Default templates ([`prompts/default_prompts.yaml`](../../../scripts/rag-perf/prompts/default_prompts.yaml)) are deliberately strict to keep `content` clean: forbid markdown, numbering, "Question:" / "Here is" / "Sure," prefixes, planning/thinking text, restating instructions. They require exactly one `?` at the end.

If swapping in custom prompts via `synthetic.prompts_file`, **preserve the same output discipline** or expect leaked planning text in the JSONL — the rag-perf side does only minimal cleanup (`q.lstrip("0123456789.). ").strip()` to drop leading numbering).

Variables interpolated into the templates:

- `{word_target}` — `int(min_query_tokens * 0.75)`, lower-bound 10.
- `{index}` — 1-based query index (for "make this unique" hints).
- `{ref}` — reference question (`dataset_based` mode only).

## Reproducibility

- `synthetic.jsonl_output_path` is the canonical artefact.
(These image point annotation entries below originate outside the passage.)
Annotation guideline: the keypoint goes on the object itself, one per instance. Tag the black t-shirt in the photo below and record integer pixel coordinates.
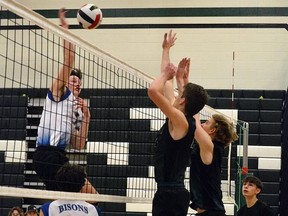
(258, 209)
(172, 157)
(205, 180)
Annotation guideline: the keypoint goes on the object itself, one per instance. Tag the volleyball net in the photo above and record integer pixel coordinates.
(118, 156)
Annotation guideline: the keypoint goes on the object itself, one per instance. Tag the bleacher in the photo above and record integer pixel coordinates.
(119, 118)
(262, 109)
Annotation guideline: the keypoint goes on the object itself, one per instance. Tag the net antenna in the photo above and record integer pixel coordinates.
(118, 156)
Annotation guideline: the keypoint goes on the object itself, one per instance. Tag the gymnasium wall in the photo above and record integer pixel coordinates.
(208, 32)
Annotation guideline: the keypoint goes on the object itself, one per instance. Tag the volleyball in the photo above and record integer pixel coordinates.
(89, 16)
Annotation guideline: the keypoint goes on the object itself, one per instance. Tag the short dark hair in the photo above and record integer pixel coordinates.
(195, 98)
(253, 180)
(76, 72)
(225, 131)
(70, 178)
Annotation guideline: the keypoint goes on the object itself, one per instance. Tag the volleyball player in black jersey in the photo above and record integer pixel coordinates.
(205, 169)
(172, 147)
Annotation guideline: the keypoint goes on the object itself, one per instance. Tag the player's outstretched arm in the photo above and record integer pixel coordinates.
(182, 75)
(168, 42)
(204, 140)
(59, 82)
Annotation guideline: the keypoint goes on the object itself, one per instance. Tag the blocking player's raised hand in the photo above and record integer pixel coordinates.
(62, 16)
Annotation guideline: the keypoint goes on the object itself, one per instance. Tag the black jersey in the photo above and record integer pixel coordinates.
(205, 180)
(258, 209)
(172, 157)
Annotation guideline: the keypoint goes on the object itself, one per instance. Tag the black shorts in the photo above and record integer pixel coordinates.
(171, 202)
(47, 160)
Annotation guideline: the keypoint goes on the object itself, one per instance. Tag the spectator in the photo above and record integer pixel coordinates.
(252, 187)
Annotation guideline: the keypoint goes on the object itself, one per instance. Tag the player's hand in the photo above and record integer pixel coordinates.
(169, 40)
(183, 69)
(82, 104)
(62, 17)
(169, 71)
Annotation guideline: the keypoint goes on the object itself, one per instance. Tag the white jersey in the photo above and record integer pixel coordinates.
(69, 207)
(58, 121)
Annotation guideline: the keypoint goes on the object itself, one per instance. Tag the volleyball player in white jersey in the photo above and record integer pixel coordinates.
(64, 121)
(70, 178)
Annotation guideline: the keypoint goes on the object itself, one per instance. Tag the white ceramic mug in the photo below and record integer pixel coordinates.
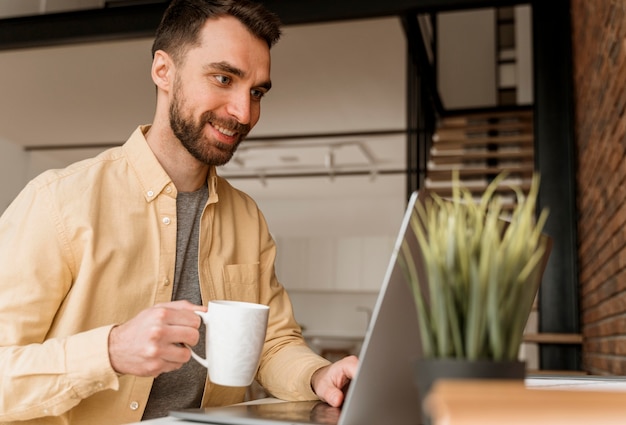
(235, 334)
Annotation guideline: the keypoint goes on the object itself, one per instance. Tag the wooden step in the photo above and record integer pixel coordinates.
(553, 338)
(439, 158)
(525, 170)
(467, 119)
(442, 141)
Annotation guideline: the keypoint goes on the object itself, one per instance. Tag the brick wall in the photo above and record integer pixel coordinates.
(599, 56)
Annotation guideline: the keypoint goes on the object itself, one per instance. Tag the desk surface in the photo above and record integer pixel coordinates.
(582, 383)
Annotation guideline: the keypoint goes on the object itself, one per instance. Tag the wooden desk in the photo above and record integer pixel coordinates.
(542, 401)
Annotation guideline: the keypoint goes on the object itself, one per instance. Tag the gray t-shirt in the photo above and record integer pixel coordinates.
(183, 388)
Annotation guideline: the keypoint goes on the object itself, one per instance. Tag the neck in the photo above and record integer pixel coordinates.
(187, 173)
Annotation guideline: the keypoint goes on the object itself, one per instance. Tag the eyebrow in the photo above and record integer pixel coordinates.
(230, 69)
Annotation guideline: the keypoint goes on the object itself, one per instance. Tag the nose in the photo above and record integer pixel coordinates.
(239, 106)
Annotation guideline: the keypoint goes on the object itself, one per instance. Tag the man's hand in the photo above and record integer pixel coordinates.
(151, 342)
(330, 381)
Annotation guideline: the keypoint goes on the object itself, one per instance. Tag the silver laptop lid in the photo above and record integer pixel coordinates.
(383, 390)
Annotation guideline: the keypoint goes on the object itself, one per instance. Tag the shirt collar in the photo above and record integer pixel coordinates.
(152, 177)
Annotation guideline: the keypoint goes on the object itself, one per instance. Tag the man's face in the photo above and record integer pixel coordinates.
(217, 90)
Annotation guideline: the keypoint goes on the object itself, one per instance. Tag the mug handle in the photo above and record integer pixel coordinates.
(203, 362)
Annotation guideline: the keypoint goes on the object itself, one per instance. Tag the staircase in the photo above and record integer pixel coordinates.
(480, 146)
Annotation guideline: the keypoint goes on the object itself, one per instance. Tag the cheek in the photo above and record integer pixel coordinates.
(255, 113)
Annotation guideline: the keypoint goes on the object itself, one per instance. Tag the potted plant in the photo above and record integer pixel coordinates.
(474, 277)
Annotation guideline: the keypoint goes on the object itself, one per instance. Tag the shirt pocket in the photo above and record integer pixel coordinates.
(241, 282)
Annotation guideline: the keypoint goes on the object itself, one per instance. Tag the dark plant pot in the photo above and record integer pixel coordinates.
(429, 370)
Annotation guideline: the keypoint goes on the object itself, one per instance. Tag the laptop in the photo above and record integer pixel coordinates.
(383, 390)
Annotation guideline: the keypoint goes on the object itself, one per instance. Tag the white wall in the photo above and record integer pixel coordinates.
(467, 58)
(12, 172)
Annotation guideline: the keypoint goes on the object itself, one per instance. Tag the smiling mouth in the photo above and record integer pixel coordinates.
(224, 131)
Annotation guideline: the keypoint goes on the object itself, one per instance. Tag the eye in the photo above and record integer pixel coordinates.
(257, 94)
(223, 79)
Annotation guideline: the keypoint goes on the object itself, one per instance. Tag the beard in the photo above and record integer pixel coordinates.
(191, 134)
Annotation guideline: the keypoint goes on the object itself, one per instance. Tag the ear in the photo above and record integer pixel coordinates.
(163, 70)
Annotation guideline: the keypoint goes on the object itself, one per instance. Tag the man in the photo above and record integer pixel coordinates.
(103, 263)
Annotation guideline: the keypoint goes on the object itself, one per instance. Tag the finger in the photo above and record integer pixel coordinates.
(165, 316)
(181, 305)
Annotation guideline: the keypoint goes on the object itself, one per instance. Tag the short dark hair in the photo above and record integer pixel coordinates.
(183, 19)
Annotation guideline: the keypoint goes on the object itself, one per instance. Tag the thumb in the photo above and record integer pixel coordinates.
(334, 397)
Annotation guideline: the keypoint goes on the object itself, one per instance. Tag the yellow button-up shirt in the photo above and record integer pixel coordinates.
(92, 245)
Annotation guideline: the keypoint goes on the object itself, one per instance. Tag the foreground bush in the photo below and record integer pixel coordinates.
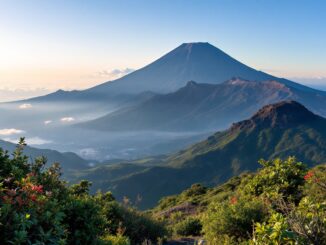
(37, 207)
(233, 219)
(188, 227)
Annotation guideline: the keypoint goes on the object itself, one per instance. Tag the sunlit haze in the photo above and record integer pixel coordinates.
(47, 45)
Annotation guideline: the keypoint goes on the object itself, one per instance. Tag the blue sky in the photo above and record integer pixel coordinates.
(76, 44)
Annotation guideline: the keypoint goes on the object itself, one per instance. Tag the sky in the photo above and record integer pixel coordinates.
(52, 44)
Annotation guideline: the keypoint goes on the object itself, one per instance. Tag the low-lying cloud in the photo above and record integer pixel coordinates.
(29, 141)
(10, 131)
(67, 119)
(25, 106)
(115, 73)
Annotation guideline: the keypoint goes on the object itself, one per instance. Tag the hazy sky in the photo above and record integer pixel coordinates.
(51, 44)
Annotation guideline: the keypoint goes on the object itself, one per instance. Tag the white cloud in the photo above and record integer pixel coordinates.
(10, 131)
(37, 141)
(47, 122)
(67, 119)
(88, 153)
(25, 106)
(115, 73)
(29, 141)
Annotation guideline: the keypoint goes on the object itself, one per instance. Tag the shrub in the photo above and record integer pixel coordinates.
(279, 178)
(234, 218)
(189, 227)
(114, 240)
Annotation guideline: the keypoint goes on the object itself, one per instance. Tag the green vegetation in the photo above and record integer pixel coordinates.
(276, 131)
(37, 207)
(282, 203)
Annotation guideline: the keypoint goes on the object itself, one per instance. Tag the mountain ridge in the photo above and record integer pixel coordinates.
(198, 106)
(201, 62)
(225, 154)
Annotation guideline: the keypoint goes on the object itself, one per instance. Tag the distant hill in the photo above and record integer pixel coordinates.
(204, 106)
(68, 160)
(278, 130)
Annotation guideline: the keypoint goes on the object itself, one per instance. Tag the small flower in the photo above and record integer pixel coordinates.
(48, 193)
(11, 192)
(20, 201)
(37, 188)
(33, 197)
(233, 200)
(309, 175)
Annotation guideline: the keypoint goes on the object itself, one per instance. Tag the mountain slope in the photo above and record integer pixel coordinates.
(68, 160)
(201, 62)
(204, 106)
(278, 130)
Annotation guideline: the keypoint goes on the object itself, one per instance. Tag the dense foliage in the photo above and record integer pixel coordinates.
(37, 207)
(283, 203)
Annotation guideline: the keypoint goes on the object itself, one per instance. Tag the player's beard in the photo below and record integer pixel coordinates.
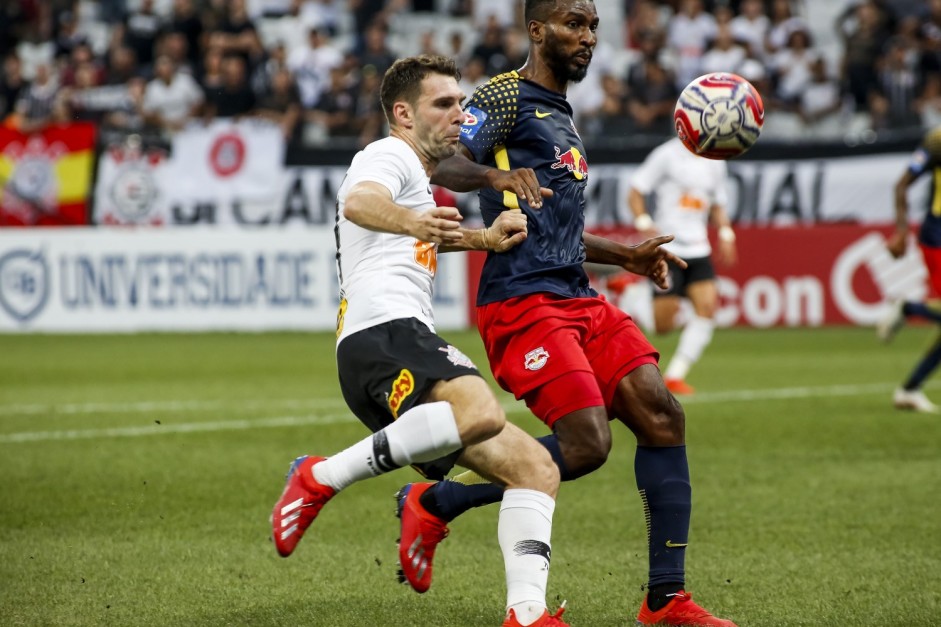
(562, 65)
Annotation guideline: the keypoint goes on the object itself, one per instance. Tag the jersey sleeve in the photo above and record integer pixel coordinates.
(385, 166)
(489, 116)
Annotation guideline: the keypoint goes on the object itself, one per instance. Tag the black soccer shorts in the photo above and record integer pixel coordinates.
(389, 368)
(697, 269)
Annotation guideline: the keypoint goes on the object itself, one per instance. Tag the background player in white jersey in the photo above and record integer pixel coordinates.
(688, 192)
(422, 397)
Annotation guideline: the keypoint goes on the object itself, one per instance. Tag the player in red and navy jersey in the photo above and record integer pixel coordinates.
(576, 360)
(927, 158)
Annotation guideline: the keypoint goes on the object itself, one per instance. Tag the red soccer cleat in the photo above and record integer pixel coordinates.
(420, 534)
(546, 620)
(679, 386)
(301, 501)
(680, 611)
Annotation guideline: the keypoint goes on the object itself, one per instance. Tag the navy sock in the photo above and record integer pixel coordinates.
(662, 475)
(922, 310)
(925, 367)
(449, 499)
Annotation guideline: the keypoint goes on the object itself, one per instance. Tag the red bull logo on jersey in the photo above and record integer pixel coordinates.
(536, 358)
(573, 161)
(403, 385)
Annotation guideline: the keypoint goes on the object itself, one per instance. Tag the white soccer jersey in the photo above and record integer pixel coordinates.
(686, 187)
(383, 276)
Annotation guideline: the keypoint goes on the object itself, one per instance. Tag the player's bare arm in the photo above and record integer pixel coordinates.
(648, 258)
(370, 206)
(507, 231)
(460, 173)
(898, 240)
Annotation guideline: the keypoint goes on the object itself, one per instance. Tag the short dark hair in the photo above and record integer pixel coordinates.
(538, 10)
(402, 81)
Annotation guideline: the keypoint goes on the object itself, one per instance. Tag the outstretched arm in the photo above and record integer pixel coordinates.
(647, 259)
(370, 206)
(460, 173)
(507, 231)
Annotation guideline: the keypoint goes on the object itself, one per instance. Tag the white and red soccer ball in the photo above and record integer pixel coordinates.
(719, 116)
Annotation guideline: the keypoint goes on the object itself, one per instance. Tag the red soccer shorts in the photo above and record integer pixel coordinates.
(561, 354)
(932, 257)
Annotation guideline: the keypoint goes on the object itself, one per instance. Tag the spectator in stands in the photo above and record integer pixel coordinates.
(751, 27)
(376, 50)
(237, 34)
(210, 73)
(790, 68)
(651, 88)
(369, 119)
(140, 29)
(820, 102)
(36, 104)
(724, 55)
(334, 110)
(643, 16)
(281, 104)
(491, 48)
(235, 97)
(171, 99)
(11, 84)
(895, 100)
(473, 74)
(185, 20)
(689, 33)
(174, 45)
(368, 12)
(311, 66)
(861, 49)
(783, 22)
(120, 65)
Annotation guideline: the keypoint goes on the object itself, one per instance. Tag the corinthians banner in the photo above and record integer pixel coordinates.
(45, 176)
(212, 175)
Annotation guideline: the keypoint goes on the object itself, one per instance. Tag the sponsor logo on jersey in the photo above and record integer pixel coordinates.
(456, 357)
(474, 119)
(403, 385)
(573, 161)
(536, 358)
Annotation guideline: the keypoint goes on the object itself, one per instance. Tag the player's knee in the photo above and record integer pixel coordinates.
(481, 420)
(587, 453)
(667, 426)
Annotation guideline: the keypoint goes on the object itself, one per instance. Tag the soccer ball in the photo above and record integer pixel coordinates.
(719, 116)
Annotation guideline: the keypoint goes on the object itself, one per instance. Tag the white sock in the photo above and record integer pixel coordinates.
(524, 531)
(694, 339)
(421, 434)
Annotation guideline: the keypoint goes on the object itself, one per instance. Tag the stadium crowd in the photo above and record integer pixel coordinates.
(314, 66)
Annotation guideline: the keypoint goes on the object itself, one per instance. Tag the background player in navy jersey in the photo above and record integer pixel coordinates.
(927, 158)
(576, 360)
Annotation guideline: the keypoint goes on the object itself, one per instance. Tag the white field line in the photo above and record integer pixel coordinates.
(509, 406)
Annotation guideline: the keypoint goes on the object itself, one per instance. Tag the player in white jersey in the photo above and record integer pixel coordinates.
(689, 191)
(424, 400)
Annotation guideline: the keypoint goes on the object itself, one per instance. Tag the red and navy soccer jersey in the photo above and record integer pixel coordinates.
(514, 123)
(928, 159)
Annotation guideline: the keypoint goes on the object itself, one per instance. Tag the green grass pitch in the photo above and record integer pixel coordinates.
(138, 473)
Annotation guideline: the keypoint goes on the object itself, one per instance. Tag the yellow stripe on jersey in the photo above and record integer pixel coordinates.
(502, 157)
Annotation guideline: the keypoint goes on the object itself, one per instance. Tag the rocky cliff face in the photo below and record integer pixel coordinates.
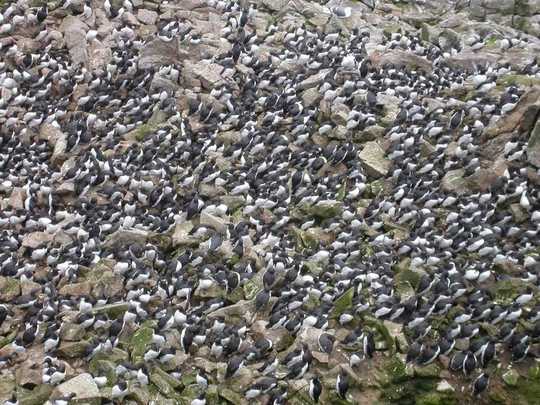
(210, 201)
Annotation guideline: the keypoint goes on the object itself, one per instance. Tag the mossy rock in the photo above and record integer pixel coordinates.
(507, 290)
(10, 288)
(113, 311)
(510, 377)
(323, 209)
(253, 286)
(165, 383)
(7, 387)
(392, 371)
(382, 331)
(517, 80)
(343, 303)
(231, 396)
(72, 350)
(437, 398)
(312, 268)
(38, 396)
(139, 342)
(431, 370)
(116, 355)
(8, 338)
(103, 368)
(305, 240)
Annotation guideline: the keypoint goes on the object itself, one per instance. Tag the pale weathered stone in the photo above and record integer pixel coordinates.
(373, 160)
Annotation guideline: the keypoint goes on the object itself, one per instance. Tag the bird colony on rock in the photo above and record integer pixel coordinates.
(162, 229)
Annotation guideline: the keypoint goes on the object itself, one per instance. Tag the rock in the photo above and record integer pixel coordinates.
(511, 377)
(448, 40)
(73, 350)
(483, 178)
(311, 97)
(281, 339)
(162, 83)
(444, 386)
(533, 147)
(396, 332)
(81, 289)
(164, 382)
(99, 56)
(113, 311)
(147, 16)
(126, 237)
(208, 73)
(71, 332)
(373, 160)
(369, 134)
(521, 118)
(158, 53)
(453, 181)
(241, 310)
(324, 209)
(10, 289)
(215, 222)
(17, 197)
(400, 58)
(139, 341)
(391, 108)
(343, 303)
(74, 31)
(181, 234)
(84, 388)
(339, 114)
(34, 240)
(29, 287)
(7, 386)
(38, 396)
(314, 80)
(129, 19)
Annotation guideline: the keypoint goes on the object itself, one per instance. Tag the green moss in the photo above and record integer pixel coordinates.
(7, 387)
(507, 290)
(165, 383)
(37, 396)
(8, 339)
(112, 310)
(139, 341)
(399, 387)
(491, 42)
(305, 240)
(382, 331)
(517, 80)
(253, 286)
(323, 209)
(231, 396)
(528, 390)
(437, 398)
(343, 303)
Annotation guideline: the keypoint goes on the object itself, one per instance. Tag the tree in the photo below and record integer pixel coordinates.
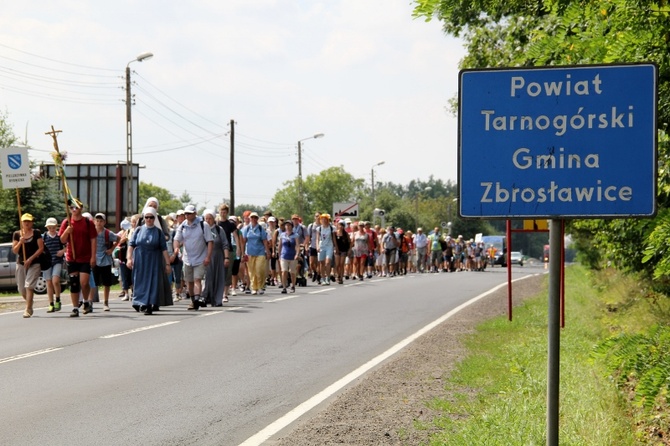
(562, 32)
(320, 191)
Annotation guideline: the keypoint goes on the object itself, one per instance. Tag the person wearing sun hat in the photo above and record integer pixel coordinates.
(326, 246)
(257, 252)
(52, 275)
(148, 259)
(196, 237)
(27, 245)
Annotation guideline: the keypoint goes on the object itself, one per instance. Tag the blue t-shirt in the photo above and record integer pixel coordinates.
(288, 243)
(254, 237)
(101, 257)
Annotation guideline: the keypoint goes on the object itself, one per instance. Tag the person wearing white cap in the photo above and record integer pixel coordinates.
(160, 223)
(56, 249)
(196, 237)
(27, 244)
(257, 252)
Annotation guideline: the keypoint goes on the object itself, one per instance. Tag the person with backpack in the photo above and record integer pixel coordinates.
(79, 233)
(326, 246)
(52, 275)
(196, 237)
(102, 271)
(27, 244)
(310, 246)
(256, 253)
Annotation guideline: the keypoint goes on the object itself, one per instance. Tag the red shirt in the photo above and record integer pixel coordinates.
(84, 231)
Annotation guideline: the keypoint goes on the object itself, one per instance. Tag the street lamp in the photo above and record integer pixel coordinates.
(315, 136)
(129, 132)
(372, 178)
(449, 213)
(418, 197)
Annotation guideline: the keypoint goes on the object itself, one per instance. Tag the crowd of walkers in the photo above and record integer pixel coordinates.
(209, 258)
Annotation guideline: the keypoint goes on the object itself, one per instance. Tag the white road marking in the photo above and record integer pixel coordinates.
(272, 429)
(137, 330)
(28, 355)
(322, 290)
(279, 299)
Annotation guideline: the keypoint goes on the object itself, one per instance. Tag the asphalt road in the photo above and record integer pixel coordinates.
(212, 377)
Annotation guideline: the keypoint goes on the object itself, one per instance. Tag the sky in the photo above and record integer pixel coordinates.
(372, 79)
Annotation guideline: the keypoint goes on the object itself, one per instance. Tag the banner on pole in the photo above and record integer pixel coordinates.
(15, 167)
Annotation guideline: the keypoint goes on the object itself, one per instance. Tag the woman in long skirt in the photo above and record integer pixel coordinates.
(148, 259)
(215, 274)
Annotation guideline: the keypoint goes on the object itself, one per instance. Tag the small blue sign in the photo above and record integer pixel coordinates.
(555, 142)
(14, 161)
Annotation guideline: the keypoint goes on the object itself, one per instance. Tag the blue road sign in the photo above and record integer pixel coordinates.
(557, 142)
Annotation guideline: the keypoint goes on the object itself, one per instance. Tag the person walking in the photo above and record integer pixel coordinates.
(196, 237)
(343, 243)
(27, 244)
(80, 236)
(215, 273)
(52, 275)
(102, 271)
(229, 226)
(326, 247)
(289, 242)
(122, 254)
(148, 259)
(421, 245)
(257, 252)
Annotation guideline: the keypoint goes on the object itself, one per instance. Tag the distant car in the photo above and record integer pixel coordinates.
(8, 272)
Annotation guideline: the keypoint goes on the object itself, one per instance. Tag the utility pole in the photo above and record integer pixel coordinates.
(232, 167)
(300, 178)
(129, 146)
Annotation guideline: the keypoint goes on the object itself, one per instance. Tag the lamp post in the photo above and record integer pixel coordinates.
(300, 201)
(129, 132)
(449, 213)
(372, 179)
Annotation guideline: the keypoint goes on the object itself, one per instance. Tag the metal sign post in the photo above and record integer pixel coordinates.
(554, 332)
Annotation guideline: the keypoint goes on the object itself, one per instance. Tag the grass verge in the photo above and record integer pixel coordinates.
(497, 395)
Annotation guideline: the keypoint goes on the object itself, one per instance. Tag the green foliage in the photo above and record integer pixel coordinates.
(639, 362)
(497, 394)
(562, 32)
(320, 191)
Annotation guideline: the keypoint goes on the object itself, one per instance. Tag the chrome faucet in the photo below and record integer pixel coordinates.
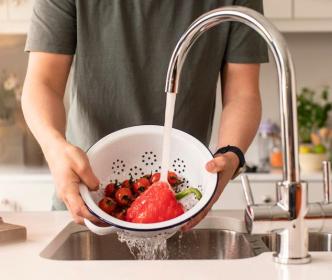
(291, 217)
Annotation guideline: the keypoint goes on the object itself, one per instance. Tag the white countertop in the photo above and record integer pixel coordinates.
(21, 260)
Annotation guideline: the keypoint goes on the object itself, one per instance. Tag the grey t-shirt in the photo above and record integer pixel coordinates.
(122, 49)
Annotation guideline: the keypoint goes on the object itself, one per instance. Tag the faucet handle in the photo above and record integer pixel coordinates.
(327, 181)
(247, 190)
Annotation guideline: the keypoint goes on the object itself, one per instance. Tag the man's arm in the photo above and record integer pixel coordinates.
(239, 122)
(43, 108)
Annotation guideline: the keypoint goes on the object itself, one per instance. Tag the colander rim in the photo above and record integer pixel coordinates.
(153, 227)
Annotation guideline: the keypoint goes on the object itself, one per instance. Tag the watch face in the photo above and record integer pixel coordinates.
(239, 171)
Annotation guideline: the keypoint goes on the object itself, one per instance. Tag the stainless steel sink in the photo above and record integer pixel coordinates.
(321, 242)
(76, 243)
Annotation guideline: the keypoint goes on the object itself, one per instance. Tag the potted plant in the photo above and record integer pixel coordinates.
(313, 111)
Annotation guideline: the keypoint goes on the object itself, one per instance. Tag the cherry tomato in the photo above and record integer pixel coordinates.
(123, 196)
(126, 184)
(107, 204)
(141, 185)
(121, 215)
(173, 179)
(109, 190)
(155, 178)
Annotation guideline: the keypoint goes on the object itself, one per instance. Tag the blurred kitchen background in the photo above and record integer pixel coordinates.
(307, 26)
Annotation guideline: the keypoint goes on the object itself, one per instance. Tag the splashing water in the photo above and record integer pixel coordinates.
(169, 115)
(147, 248)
Commit it to a known location and switch to `input.file: <that path>` for subsequent runs to keep the load identical while iterating on retrieval / reranker config.
- Generation is concurrent → completion order is non-deterministic. The dataset is reproducible across runs only if you pin and reuse the JSONL — not by re-running generation with the same config. (Even with the same seed, async scheduling is non-deterministic.)